Renaissance heißt Wiedergeburt,
italienisch "rinascita". Das Wort bezieht sich auf die Antike und bezeichnet
jene Epoche, die das Mittelalter überwunden und die Neuzeit eröffnet
hat. Sie ging von Italien als Frührenaissance im frühen 15. Jahrhundert
aus. Neue Taten im Bereich der Kunst waren die Erforschung der Sehgesetze,
der Perspektive, des Raumes, der Farbigkeit, der Anatomie und ihrer formbildenden
Anwendung in der Kunst. Besonders in der Hochrenaissance nach 1500 erforschten
Ärzte und Künstler gemeinsam die Beschaffenheit des menschlichen
Körpers.
Brunelleschi, der Erbauer der Domkuppel in Florenz, erfand die Zentralperspektive. Man war stolz die Kunst mit der Wissenschaft in Einklang zu bringen. Die Kunst, gegen Mittelalter als Handwerk galt, wurde zu hohem Rang erhoben. Mit ihr stieg das Ansehen der Künstler in der Gesellschaft. Leonardo da Vinci sezierte Leichen, beschrieb und zeichnete Glieder und Muskeln in ihrer Tätigkeit. Anders jedoch als die Ärzte suchten die Maler und Bildhauer in der Anatomie den Wohlklang der Formen des menschlichen Körpers und das Bild einer makellosen Schönheit zu gewinnen. In der Antike war sie die herrlichste Wirklichkeit, die im Mittelalter wieder verlorenging. Zwei der herausragendsten Vertreter der Hochrenaissance sind Tizian und Michelangelo dessen bedeutendste Werke in der Galerie der Uffizien in Florenz zu bewundern sind.

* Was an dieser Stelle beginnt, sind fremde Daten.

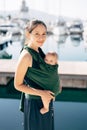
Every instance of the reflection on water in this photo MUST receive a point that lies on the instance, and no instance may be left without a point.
(68, 115)
(69, 48)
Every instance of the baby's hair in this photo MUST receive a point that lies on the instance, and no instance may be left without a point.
(31, 25)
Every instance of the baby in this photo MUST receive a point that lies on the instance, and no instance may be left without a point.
(52, 59)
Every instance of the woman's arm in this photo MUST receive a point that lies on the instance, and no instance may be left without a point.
(24, 62)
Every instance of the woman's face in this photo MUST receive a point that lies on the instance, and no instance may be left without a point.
(38, 35)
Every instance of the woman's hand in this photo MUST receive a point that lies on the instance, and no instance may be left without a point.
(47, 96)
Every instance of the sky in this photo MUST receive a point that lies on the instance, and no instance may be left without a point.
(69, 8)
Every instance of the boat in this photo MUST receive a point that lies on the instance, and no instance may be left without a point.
(76, 27)
(5, 55)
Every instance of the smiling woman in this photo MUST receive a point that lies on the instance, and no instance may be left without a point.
(61, 7)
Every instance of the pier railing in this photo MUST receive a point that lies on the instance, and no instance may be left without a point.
(72, 74)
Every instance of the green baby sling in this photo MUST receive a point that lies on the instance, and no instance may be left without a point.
(45, 75)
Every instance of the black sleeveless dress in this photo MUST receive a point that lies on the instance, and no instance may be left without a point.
(33, 119)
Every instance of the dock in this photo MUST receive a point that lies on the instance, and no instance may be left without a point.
(72, 74)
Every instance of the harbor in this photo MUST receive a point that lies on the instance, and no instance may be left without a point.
(67, 36)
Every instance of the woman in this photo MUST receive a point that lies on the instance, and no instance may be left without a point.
(35, 32)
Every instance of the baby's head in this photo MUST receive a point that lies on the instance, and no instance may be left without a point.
(51, 58)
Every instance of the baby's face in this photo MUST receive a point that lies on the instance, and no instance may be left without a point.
(50, 59)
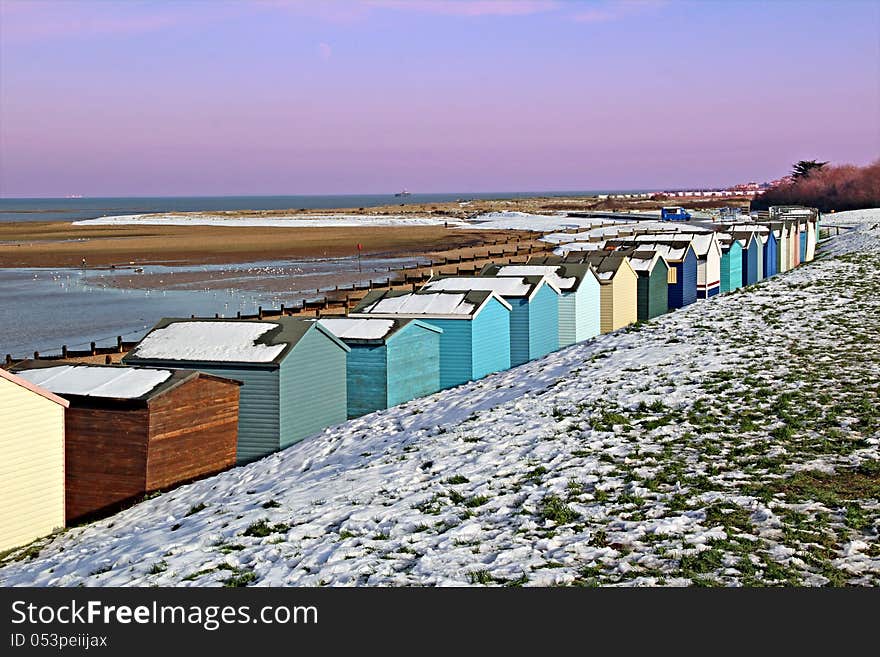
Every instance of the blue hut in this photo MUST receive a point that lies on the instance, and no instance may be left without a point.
(682, 260)
(731, 262)
(534, 317)
(752, 256)
(579, 300)
(293, 371)
(391, 360)
(803, 241)
(476, 328)
(771, 254)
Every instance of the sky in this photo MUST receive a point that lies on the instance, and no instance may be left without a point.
(115, 98)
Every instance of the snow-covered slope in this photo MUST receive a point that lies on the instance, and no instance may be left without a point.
(734, 442)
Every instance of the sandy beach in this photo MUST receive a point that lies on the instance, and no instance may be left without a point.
(65, 245)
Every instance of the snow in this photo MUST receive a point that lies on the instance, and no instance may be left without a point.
(422, 304)
(527, 221)
(636, 438)
(551, 273)
(358, 329)
(111, 382)
(641, 261)
(292, 221)
(210, 341)
(505, 287)
(579, 246)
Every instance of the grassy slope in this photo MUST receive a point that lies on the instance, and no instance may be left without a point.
(736, 442)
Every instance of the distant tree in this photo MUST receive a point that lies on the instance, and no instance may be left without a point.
(803, 168)
(844, 187)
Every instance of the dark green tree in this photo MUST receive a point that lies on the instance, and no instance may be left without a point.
(803, 168)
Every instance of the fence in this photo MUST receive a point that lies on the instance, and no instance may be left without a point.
(341, 298)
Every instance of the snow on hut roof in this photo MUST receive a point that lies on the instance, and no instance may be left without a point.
(671, 251)
(549, 272)
(505, 287)
(211, 341)
(579, 246)
(27, 385)
(606, 264)
(422, 304)
(358, 329)
(641, 260)
(97, 381)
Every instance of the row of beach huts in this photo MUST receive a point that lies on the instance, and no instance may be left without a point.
(197, 396)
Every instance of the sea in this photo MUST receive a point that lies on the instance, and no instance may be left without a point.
(44, 308)
(74, 209)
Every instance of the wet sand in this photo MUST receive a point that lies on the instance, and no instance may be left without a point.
(295, 281)
(62, 244)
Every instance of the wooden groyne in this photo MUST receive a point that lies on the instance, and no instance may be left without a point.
(341, 298)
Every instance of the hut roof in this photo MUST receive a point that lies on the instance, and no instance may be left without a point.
(366, 329)
(27, 385)
(566, 277)
(671, 250)
(606, 264)
(438, 305)
(641, 260)
(111, 382)
(225, 340)
(523, 286)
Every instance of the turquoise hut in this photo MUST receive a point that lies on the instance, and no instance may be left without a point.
(475, 324)
(534, 316)
(752, 253)
(391, 360)
(653, 286)
(771, 254)
(579, 300)
(731, 262)
(293, 371)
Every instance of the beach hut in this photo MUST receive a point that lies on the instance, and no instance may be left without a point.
(391, 360)
(618, 291)
(132, 431)
(293, 371)
(752, 253)
(782, 232)
(811, 238)
(771, 254)
(534, 316)
(731, 262)
(795, 243)
(31, 461)
(579, 300)
(682, 260)
(805, 230)
(708, 252)
(653, 285)
(475, 324)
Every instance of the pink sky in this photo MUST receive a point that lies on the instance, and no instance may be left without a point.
(111, 98)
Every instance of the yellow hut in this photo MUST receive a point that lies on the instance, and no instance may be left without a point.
(31, 461)
(618, 289)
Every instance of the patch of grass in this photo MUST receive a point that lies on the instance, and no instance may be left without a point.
(480, 577)
(262, 528)
(195, 508)
(553, 508)
(240, 578)
(862, 482)
(158, 567)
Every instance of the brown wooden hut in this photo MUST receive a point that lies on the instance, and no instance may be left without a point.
(132, 431)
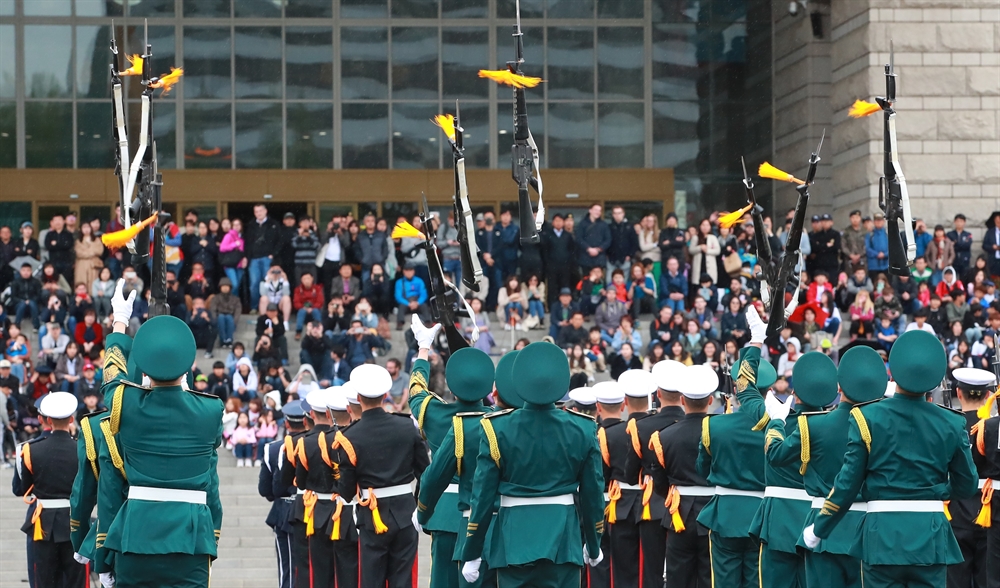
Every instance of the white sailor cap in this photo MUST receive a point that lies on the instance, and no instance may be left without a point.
(609, 393)
(371, 381)
(974, 377)
(637, 383)
(668, 374)
(583, 396)
(317, 400)
(699, 381)
(336, 398)
(58, 405)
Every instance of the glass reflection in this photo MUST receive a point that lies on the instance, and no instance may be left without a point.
(365, 136)
(95, 148)
(207, 135)
(364, 63)
(47, 53)
(258, 135)
(258, 62)
(571, 63)
(206, 62)
(622, 135)
(308, 62)
(48, 134)
(309, 135)
(571, 140)
(416, 142)
(464, 51)
(414, 62)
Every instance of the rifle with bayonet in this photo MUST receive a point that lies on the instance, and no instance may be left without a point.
(472, 271)
(524, 160)
(893, 198)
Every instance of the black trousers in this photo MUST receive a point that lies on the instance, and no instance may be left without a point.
(689, 563)
(54, 566)
(654, 553)
(387, 559)
(625, 552)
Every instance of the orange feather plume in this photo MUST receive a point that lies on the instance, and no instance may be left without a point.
(507, 78)
(861, 109)
(766, 170)
(735, 217)
(119, 239)
(447, 124)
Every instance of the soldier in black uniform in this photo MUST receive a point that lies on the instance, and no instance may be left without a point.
(281, 496)
(380, 456)
(46, 467)
(652, 535)
(676, 478)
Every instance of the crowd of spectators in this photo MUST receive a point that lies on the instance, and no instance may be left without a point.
(615, 293)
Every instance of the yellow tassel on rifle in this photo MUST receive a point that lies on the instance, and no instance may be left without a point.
(861, 109)
(119, 239)
(766, 170)
(405, 229)
(735, 217)
(447, 124)
(505, 77)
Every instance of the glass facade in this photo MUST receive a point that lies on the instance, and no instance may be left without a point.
(348, 84)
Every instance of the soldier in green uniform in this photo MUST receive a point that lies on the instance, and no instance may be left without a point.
(816, 446)
(536, 460)
(435, 419)
(909, 456)
(730, 457)
(162, 530)
(470, 374)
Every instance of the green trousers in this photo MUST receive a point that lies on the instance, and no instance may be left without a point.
(443, 572)
(904, 576)
(542, 574)
(832, 569)
(172, 570)
(780, 569)
(735, 562)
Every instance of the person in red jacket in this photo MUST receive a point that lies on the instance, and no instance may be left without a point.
(307, 300)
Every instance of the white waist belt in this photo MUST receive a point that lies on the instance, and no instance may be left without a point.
(166, 494)
(695, 490)
(512, 501)
(857, 506)
(723, 491)
(388, 491)
(905, 506)
(53, 502)
(787, 493)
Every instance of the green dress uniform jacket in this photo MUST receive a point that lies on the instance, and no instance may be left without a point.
(534, 452)
(145, 447)
(902, 449)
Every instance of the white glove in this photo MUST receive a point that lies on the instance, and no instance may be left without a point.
(425, 336)
(592, 562)
(776, 409)
(121, 307)
(758, 328)
(470, 571)
(810, 538)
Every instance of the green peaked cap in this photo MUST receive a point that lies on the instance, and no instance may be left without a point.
(541, 371)
(918, 362)
(505, 381)
(469, 374)
(862, 374)
(815, 379)
(766, 376)
(164, 348)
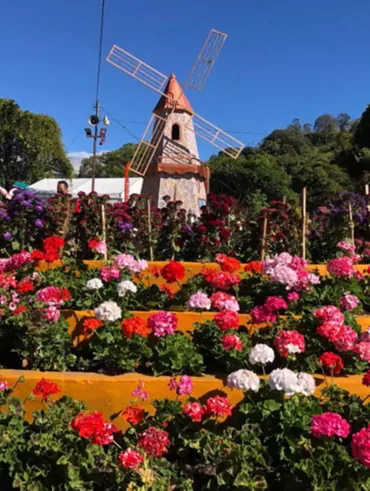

Im Saal 25 befindet sich Michelangelos
berühmtestes Tondo, das " die heilige Familie " darstellt und für
die Heirat Angelo Doni mit Maddalena Strozzi gemalt worden war (1504-1505).
Die dargestellte Figurengruppe könnte aus einem einzigen Marmorblock
gemeißelt sein: das Schwellen der Muskeln, der Marmorglanz des Ikarnats,
die metallisch Härte, unterstützen die plastischen Werte. Auf
eine detaillierte Landschaftsschilderung mit Gebäuden wird verzichtet.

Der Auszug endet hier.